No hablo del “empleado del mes”, hablo del reconocimiento diario, concreto y sincero: el “esto que hiciste estuvo muy bien, y te explico por qué”.

La evidencia sobre reconocimiento es de las más sólidas que existen en gestión de personas, un análisis de Gallup y Workhuman, basado en cientos de estudios y miles de trabajadores, encontró que las organizaciones que duplicaron el porcentaje de empleados que se sienten reconocidos vieron una reducción del 22% en el ausentismo y también en los incidentes de seguridad. Otros análisis de Gallup muestran que los equipos con altos niveles de compromiso —muy ligado al reconocimiento— alcanzan reducciones de ausentismo de hasta el 41%.

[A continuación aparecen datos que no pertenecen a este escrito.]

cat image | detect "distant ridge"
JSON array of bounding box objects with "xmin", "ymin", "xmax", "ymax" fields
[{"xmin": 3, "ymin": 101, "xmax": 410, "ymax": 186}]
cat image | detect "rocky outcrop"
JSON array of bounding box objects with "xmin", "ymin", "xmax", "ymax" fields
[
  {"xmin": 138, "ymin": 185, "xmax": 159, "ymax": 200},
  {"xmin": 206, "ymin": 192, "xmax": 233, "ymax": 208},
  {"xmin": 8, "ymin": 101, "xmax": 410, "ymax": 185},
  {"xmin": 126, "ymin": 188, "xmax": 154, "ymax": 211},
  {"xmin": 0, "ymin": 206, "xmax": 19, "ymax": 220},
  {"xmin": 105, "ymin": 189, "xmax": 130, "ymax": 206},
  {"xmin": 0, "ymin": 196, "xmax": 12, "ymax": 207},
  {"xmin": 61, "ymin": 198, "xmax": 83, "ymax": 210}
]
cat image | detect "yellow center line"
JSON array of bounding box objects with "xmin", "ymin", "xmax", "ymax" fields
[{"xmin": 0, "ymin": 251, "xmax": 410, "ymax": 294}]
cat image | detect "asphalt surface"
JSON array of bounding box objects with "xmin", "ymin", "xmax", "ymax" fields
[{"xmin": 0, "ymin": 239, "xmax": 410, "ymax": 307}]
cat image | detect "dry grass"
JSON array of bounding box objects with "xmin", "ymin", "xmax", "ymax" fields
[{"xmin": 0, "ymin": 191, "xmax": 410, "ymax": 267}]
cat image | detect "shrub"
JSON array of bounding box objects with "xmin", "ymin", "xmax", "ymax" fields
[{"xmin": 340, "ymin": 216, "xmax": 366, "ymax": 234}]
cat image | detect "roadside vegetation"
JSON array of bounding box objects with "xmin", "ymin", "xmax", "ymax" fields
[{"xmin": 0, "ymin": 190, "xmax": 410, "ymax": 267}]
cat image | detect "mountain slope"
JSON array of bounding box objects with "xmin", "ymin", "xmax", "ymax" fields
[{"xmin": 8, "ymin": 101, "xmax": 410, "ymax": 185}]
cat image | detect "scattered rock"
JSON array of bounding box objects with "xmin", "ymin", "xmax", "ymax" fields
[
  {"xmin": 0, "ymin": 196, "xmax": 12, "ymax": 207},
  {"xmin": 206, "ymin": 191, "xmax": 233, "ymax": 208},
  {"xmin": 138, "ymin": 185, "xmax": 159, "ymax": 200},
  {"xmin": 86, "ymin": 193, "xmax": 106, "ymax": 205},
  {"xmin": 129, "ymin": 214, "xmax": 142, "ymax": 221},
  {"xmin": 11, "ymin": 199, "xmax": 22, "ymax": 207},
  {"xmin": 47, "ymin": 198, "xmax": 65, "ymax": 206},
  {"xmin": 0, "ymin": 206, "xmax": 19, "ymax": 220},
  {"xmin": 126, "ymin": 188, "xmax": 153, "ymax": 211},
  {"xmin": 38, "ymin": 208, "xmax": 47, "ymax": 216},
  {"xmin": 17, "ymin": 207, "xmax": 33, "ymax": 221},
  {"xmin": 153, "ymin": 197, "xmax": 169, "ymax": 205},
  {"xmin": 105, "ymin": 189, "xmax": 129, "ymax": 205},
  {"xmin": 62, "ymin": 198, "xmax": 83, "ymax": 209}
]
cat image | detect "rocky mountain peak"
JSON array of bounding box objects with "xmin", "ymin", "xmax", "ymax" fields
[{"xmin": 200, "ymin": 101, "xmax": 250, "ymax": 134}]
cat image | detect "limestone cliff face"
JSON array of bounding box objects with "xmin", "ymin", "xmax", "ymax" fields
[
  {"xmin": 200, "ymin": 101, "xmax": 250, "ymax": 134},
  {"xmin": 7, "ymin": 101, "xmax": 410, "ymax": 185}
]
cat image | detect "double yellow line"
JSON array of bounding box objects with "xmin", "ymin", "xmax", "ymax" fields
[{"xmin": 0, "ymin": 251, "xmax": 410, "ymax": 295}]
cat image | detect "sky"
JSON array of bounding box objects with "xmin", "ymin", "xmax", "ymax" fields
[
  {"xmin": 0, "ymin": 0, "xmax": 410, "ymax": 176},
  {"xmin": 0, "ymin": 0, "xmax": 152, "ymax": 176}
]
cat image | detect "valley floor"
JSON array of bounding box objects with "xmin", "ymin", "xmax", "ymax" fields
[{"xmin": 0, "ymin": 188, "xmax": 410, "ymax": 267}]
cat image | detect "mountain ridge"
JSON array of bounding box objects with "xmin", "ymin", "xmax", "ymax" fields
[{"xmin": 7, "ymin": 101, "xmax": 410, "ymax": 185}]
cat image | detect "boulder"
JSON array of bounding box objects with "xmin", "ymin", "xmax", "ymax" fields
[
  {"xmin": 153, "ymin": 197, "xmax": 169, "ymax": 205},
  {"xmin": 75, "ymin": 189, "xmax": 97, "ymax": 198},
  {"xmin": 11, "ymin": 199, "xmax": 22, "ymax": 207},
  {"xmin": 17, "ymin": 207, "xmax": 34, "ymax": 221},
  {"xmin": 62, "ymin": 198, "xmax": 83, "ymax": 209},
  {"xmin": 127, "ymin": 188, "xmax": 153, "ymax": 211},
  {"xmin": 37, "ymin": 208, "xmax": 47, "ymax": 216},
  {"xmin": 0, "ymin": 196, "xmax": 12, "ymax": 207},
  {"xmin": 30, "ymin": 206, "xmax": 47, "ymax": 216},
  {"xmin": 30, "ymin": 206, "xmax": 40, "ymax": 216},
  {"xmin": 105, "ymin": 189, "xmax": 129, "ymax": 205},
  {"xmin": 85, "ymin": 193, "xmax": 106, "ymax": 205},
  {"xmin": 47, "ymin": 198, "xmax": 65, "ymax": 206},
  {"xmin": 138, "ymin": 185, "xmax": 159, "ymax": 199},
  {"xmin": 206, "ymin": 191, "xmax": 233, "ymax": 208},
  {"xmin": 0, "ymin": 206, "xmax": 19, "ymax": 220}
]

Y lo mejor de todo: el reconocimiento no cuesta un peso. Cuesta atención y constancia.

Cómo aplicarla bien: que sea específico (no un “buen trabajo” genérico), que sea oportuno (cerca del momento en que ocurrió) y que sea frecuente. Un reconocimiento vago y anual no mueve nada; uno concreto y cotidiano transforma el clima.

5. Formación en manejo del estrés

Los talleres de gestión del estrés, comunicación asertiva o inteligencia emocional aplicada al trabajo tienen un impacto medible cuando se hacen bien, no se trata de charlas motivacionales de una hora que se olvidan al día siguiente, sino de formación práctica que le da a la gente herramientas reales para manejar la presión.

La investigación en seguridad y salud en el trabajo muestra que este tipo de intervenciones reducen el ausentismo asociado a causas psicosociales de manera consistente cuando se implementan con seguimiento y no como eventos aislados.

Cómo aplicarla bien: una vez por trimestre suele ser suficiente si el contenido es práctico y aplicable. Lo importante no es la cantidad de talleres, sino que la gente salga con algo concreto que pueda usar en su día a día.

Lo que estas cinco acciones tienen en común

Si te fijas, ninguna de estas cinco cosas es costosa, ninguna requiere una plataforma sofisticada ni un consultor carísimo. Lo que todas comparten es otra cosa:

  • Son consistentes. No son eventos de una sola vez, sino prácticas sostenidas en el tiempo.
  • Involucran a la gente. No se le “hacen” al equipo desde arriba; se construyen con él.
  • Se pueden medir. Ausentismo antes y después, rotación, clima percibido. Lo que se mide, se puede mejorar.

Y hay una cosa más, que es la base de todo: para saber cuál de estas acciones necesita más tu empresa, primero tienes que entender qué le está pasando a tu equipo, ahí es donde una batería de riesgo psicosocial bien hecha —de las que analizan e intervienen, no de las que se archivan— se vuelve la mejor inversión posible. Te dice exactamente dónde poner la energía.

Cuidar bien a tu gente no es más costoso que cuidarla con gestos vacíos, es más inteligente y empieza por lo más simple de todo: entender qué necesita, y actuar sobre eso con constancia.